Looking at potential clean power sources for the built environment, auditors found that the program for small modular nuclear reactors is behind schedule. Meanwhile, implementation of four proposed new regulations has been delayed. One of those — related to oil, gas and methane emissions — is considered still on track to achieve targeted emissions reductions by 2030. However, three others — related to clean electricity; methane emissions from landfills; and an oil and gas emissions cap — are categorized as experiencing challenges.
Recommendations for administrative improvements
The auditors recommend a government-wide consistent formula for calculating program cost-effectiveness, or “value for money”, which can parse out the cost per tonne of the resulting emissions reduction or avoidance.
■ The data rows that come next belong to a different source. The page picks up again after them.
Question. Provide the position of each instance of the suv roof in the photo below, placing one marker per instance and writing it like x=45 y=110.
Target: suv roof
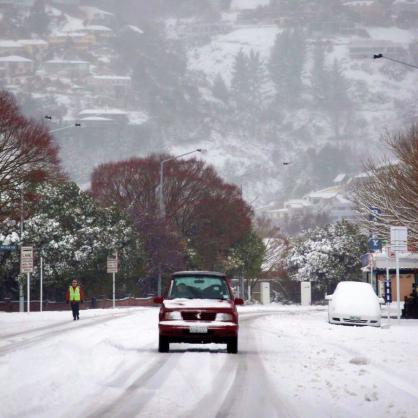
x=198 y=273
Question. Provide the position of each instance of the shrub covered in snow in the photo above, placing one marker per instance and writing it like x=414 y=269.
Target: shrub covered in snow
x=328 y=255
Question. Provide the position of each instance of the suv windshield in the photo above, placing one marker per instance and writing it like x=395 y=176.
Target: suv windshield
x=199 y=287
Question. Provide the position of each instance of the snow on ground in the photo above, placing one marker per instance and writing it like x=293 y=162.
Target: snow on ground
x=291 y=363
x=219 y=55
x=248 y=4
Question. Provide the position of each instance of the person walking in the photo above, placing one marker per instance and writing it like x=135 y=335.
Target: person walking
x=75 y=296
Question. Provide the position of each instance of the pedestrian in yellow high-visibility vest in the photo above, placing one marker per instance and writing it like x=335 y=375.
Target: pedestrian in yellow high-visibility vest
x=75 y=296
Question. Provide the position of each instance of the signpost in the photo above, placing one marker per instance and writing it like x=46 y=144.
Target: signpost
x=398 y=244
x=4 y=248
x=26 y=266
x=112 y=267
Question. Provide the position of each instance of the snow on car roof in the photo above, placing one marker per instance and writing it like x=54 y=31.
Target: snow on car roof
x=198 y=273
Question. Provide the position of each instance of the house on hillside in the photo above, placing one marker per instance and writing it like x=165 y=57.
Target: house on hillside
x=111 y=85
x=5 y=4
x=374 y=267
x=66 y=2
x=14 y=67
x=95 y=16
x=10 y=47
x=100 y=33
x=406 y=11
x=116 y=115
x=37 y=49
x=77 y=40
x=70 y=68
x=366 y=48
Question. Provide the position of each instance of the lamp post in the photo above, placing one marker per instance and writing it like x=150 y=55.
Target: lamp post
x=161 y=185
x=378 y=56
x=75 y=125
x=161 y=204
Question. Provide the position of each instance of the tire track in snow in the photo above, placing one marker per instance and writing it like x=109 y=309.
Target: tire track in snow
x=250 y=392
x=136 y=396
x=63 y=324
x=75 y=326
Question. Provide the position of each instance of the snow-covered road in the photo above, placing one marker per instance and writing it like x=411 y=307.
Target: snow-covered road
x=291 y=363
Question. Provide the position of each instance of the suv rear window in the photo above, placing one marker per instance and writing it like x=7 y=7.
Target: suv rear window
x=199 y=287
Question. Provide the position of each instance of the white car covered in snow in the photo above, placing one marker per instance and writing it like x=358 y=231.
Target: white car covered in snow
x=354 y=303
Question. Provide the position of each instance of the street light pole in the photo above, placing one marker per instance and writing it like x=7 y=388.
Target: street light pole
x=161 y=204
x=378 y=56
x=161 y=185
x=76 y=125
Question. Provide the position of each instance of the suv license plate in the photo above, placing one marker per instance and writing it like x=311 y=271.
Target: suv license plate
x=198 y=329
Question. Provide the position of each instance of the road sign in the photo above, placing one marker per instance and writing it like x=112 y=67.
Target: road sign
x=388 y=291
x=399 y=238
x=26 y=260
x=8 y=247
x=112 y=263
x=374 y=244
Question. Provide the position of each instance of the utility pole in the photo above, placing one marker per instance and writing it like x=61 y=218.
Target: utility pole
x=21 y=296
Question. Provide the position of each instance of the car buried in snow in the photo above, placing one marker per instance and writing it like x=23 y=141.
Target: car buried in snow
x=198 y=307
x=354 y=303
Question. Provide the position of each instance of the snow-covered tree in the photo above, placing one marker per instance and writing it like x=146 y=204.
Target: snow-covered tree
x=73 y=234
x=326 y=256
x=392 y=187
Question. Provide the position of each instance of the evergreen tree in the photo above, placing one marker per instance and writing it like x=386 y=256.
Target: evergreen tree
x=337 y=100
x=328 y=255
x=219 y=89
x=286 y=65
x=319 y=75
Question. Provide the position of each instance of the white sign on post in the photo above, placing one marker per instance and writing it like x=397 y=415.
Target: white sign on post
x=112 y=267
x=26 y=260
x=398 y=244
x=112 y=264
x=399 y=238
x=305 y=293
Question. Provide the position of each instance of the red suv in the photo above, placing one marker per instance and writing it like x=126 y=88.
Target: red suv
x=198 y=307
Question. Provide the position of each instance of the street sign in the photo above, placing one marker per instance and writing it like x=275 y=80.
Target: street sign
x=399 y=238
x=388 y=291
x=112 y=263
x=8 y=247
x=26 y=260
x=374 y=214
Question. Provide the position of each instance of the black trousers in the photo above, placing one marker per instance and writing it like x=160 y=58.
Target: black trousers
x=75 y=307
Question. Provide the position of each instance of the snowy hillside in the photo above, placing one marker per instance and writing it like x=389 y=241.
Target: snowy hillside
x=255 y=82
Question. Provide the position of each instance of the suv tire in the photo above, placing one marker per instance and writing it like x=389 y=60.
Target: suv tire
x=163 y=344
x=232 y=345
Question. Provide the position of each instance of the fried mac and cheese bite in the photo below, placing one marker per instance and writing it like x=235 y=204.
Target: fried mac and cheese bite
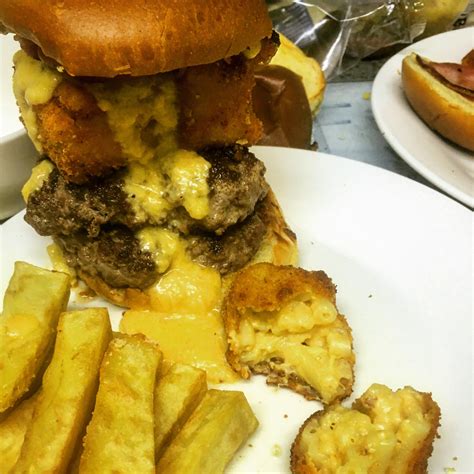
x=283 y=322
x=385 y=432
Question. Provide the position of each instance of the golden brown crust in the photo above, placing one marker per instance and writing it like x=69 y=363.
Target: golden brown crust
x=418 y=462
x=136 y=37
x=441 y=108
x=298 y=464
x=75 y=134
x=278 y=244
x=265 y=287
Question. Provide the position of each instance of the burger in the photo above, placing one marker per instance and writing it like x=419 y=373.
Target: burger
x=142 y=113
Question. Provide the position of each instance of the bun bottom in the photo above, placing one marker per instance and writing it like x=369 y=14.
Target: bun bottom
x=278 y=247
x=441 y=108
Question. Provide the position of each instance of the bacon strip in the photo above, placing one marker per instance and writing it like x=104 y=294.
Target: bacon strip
x=459 y=77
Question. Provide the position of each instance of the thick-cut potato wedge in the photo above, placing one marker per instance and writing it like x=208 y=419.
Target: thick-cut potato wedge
x=67 y=395
x=221 y=423
x=120 y=437
x=12 y=433
x=177 y=394
x=31 y=307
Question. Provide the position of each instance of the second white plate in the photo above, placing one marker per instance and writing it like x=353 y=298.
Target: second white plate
x=445 y=165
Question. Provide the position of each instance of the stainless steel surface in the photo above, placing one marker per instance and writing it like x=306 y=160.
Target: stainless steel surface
x=345 y=126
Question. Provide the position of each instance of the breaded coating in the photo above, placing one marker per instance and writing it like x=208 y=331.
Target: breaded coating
x=216 y=100
x=74 y=133
x=283 y=322
x=385 y=432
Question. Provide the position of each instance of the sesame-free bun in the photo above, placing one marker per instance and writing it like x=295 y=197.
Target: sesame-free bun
x=138 y=37
x=443 y=109
x=278 y=247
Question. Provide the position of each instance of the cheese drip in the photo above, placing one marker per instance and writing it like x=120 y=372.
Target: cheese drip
x=177 y=179
x=39 y=174
x=141 y=113
x=33 y=84
x=184 y=316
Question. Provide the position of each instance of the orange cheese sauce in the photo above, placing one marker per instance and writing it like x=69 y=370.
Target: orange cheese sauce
x=184 y=318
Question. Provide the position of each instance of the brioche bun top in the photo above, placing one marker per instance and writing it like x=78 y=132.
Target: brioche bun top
x=136 y=37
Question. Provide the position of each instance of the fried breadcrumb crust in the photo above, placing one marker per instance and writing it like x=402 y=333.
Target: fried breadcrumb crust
x=300 y=459
x=75 y=134
x=266 y=287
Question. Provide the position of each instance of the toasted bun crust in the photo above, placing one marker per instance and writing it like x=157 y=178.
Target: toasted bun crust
x=441 y=108
x=139 y=37
x=278 y=247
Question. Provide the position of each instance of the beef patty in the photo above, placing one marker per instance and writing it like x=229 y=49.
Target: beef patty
x=236 y=182
x=115 y=256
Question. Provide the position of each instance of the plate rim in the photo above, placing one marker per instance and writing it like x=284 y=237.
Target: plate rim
x=460 y=212
x=396 y=144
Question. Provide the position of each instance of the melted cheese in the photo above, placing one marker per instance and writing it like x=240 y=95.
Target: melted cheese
x=185 y=318
x=176 y=179
x=59 y=263
x=141 y=113
x=196 y=340
x=307 y=335
x=39 y=175
x=33 y=84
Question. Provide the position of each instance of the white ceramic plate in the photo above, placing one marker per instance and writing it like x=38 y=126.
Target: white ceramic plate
x=400 y=254
x=447 y=166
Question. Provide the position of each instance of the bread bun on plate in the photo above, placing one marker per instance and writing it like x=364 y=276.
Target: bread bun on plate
x=442 y=94
x=143 y=115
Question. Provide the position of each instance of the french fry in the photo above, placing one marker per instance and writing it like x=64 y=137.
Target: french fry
x=120 y=437
x=67 y=393
x=33 y=301
x=211 y=436
x=12 y=433
x=177 y=394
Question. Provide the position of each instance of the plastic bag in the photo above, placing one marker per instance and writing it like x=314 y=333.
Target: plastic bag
x=328 y=30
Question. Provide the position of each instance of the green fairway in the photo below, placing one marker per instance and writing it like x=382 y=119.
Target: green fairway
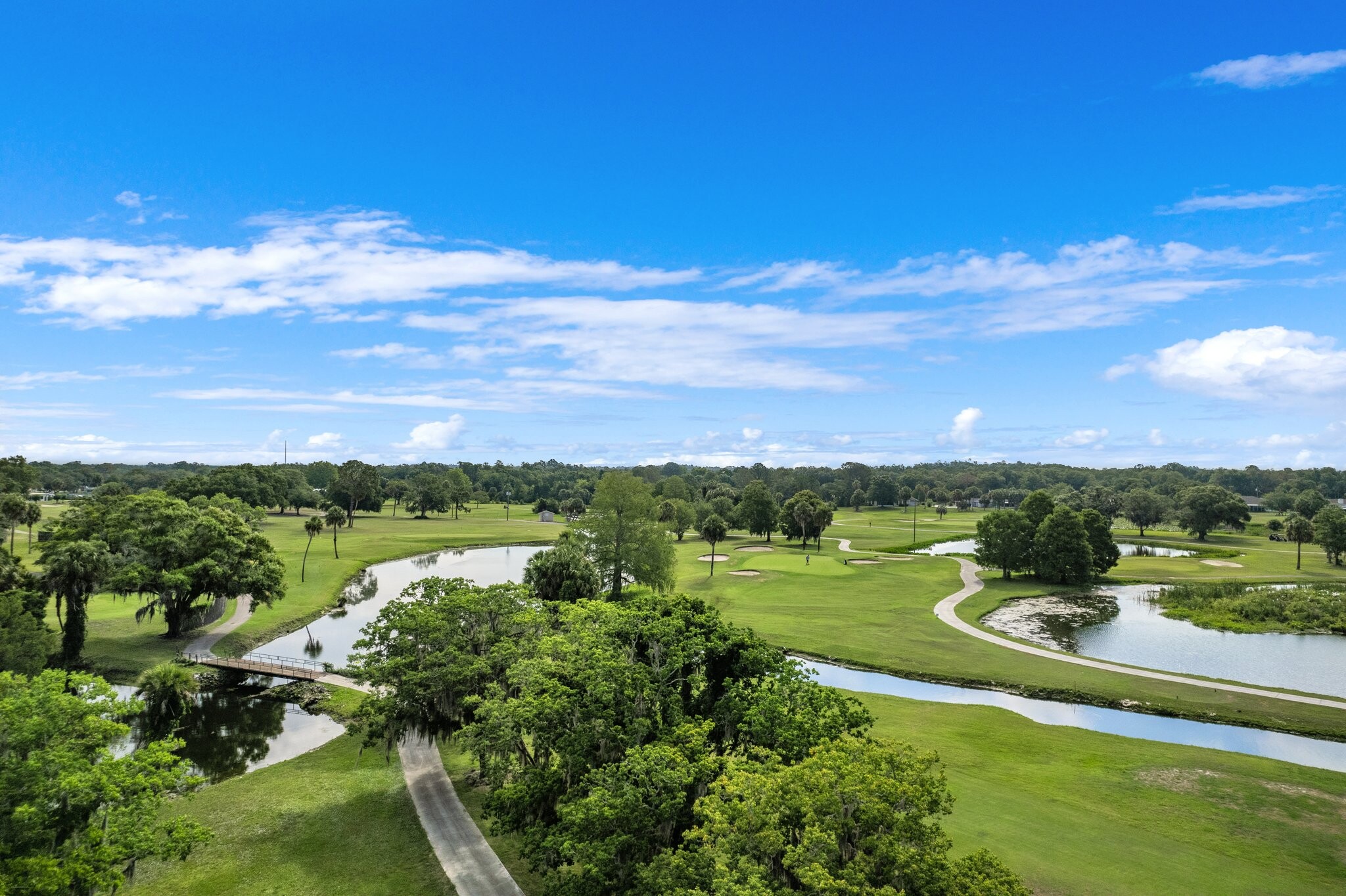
x=325 y=824
x=1077 y=811
x=120 y=649
x=881 y=615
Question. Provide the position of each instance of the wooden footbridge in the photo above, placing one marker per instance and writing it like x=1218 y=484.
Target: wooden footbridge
x=264 y=665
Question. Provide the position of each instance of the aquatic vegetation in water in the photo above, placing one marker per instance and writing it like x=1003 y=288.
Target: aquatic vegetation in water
x=1236 y=606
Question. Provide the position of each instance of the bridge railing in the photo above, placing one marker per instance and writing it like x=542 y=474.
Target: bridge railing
x=259 y=660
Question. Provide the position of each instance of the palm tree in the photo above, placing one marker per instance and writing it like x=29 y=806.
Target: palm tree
x=32 y=516
x=335 y=518
x=73 y=571
x=1299 y=530
x=166 y=689
x=714 y=532
x=313 y=526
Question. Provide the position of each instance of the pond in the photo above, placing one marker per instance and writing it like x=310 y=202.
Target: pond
x=335 y=634
x=1126 y=548
x=1120 y=625
x=229 y=732
x=1291 y=748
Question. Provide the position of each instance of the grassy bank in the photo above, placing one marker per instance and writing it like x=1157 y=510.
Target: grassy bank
x=1239 y=606
x=881 y=617
x=325 y=824
x=1174 y=820
x=120 y=649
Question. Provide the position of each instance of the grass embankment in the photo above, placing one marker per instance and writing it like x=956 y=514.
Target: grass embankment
x=881 y=617
x=119 y=648
x=325 y=824
x=1239 y=606
x=1077 y=811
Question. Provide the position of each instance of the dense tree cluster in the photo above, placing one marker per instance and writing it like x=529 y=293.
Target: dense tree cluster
x=1056 y=543
x=645 y=746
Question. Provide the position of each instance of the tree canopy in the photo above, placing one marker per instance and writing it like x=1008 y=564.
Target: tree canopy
x=622 y=536
x=77 y=817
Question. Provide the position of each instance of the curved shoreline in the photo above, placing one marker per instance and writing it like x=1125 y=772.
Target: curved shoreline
x=945 y=611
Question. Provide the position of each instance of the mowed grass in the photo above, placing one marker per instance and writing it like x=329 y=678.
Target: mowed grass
x=1077 y=811
x=325 y=824
x=120 y=649
x=882 y=617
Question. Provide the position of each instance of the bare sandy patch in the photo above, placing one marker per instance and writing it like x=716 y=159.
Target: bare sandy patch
x=1182 y=780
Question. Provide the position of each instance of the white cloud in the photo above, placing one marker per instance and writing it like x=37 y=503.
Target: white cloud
x=434 y=436
x=29 y=380
x=662 y=342
x=1095 y=284
x=1256 y=73
x=963 y=434
x=315 y=261
x=404 y=355
x=1270 y=198
x=792 y=275
x=1247 y=365
x=1081 y=437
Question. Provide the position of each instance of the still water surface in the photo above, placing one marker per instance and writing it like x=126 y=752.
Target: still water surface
x=231 y=732
x=337 y=633
x=1117 y=623
x=1291 y=748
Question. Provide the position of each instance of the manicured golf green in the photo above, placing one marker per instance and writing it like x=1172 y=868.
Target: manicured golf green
x=1077 y=811
x=881 y=615
x=325 y=824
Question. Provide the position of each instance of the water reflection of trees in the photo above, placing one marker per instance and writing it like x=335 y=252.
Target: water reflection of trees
x=223 y=732
x=362 y=587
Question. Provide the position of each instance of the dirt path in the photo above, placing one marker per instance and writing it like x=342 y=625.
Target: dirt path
x=459 y=845
x=945 y=610
x=204 y=645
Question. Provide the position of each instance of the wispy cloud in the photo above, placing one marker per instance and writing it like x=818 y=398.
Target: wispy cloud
x=1270 y=198
x=30 y=380
x=299 y=261
x=665 y=342
x=1260 y=72
x=1247 y=365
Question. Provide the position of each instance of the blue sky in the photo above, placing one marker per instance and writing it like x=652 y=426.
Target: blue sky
x=615 y=233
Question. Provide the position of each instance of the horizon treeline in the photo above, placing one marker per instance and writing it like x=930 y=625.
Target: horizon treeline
x=555 y=481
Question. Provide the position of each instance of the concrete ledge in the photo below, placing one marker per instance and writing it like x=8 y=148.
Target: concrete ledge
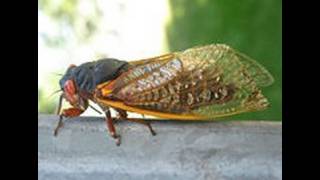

Thus far, delivery agents have applied this type of analysis for just eight of the 20 audited measures.
Although the report concedes that it would be challenging to pin down that metric for capacity-building programs that indirectly lead to emissions reductions, it maintains “a common way of assessing the benefits and value derived is important to understand the effectiveness and the cost to Canadians of a measure”.
The auditors also call on delivery agents to more closely monitor how programming flows through to specified user groups such as Indigenous peoples and economically vulnerable communities and demographics. Just six of 20 audited measures had tracked this data.
As well, program rollout for Indigenous peoples is behind schedule in five of the audited measures. In particular, the initiative to replace diesel-fired power generation in remote Indigenous communities is deemed to be encountering significant obstacles.
“The federal organizations told us that the COVID-19 pandemic, as well as the unique circumstances and the remoteness of communities, impacted the timely delivery of projects as planned,” the audit report states.